Ailleurs dans le monde, des projets ont reconverti radicalement des infrastructures. Le cas de Séoul est sans doute l’un des plus connus à ce jour. Un viaduc autoroutier de six kilomètres qui couvrait un ancien cours d’eau y a été fermé au trafic puis démonté ; la rivière a été restaurée et ses abords, aménagés. L’opération, mûrement réfléchie par des collectifs associatifs et universitaires, a été décidée trois mois après l’élection en 2002 du maire de Séoul Mung-Bak Lee. Elle s’est achevée en 2005. Les effets furent convaincants : évaporation du trafic, apparition d’îlots de fraîcheur, loisirs urbains. Elle a toutefois nécessité au préalable des changements profonds du système de mass transit, dont le plus spectaculaire a été la mise en place d’un réseau de bus à quatre vitesses sur voies réservées à l’échelle de la métropole tout entière.
« Paris et les banlieues ont tout à gagner d’une solidarité renforcée autour du futur du périphérique »

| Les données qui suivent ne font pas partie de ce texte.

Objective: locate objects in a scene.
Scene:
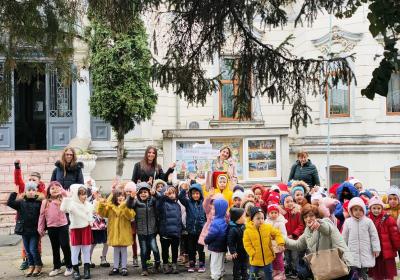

En Île-de-France, il n’existe pas de municipalité élue à une vaste échelle. On objectera ainsi que la gouvernance du Paris métropolitain, chargée en rivalités et en rapports de force, constitue un obstacle lourd à franchir pour tout projet de transformation d’envergure. Ce n’est pas nouveau : l’histoire de la région parisienne est faite d’oppositions et de coalitions, qu’ont pu surmonter des projets à grande échelle. La réalisation du métro du Grand Paris express montre aujourd’hui encore que les inerties et les résistances peuvent être dépassées. Paris et les banlieues ont tout à gagner d’une solidarité renforcée autour du futur du périphérique. Penser au-delà des murs, c’est concevoir la ceinture de Paris non pas comme enceinte – frontière (de Paris), barrière (des banlieues), artère (régionale) – mais comme lieu d’une multi-appartenance. Circulation, habitat, vivant : ces questions s’enchâssent dans un espace qui nécessite d’être considéré à l’échelle du Grand Paris.
La crise environnementale invite à se ressaisir de la possibilité de recréer une grande respiration végétale à cet endroit. Dans un contexte où le droit se pensera de plus en plus selon les « pertes et dommages », les impératifs de santé publique réorientent les priorités de l’aménagement. Sanctuariser les talus et terre-pleins végétalisés, certes, mais il faut aussi recréer au sein de la métropole un système d’espaces libres, de parcs et jardins, qui soit le patrimoine commun de ses 10 millions d’habitants.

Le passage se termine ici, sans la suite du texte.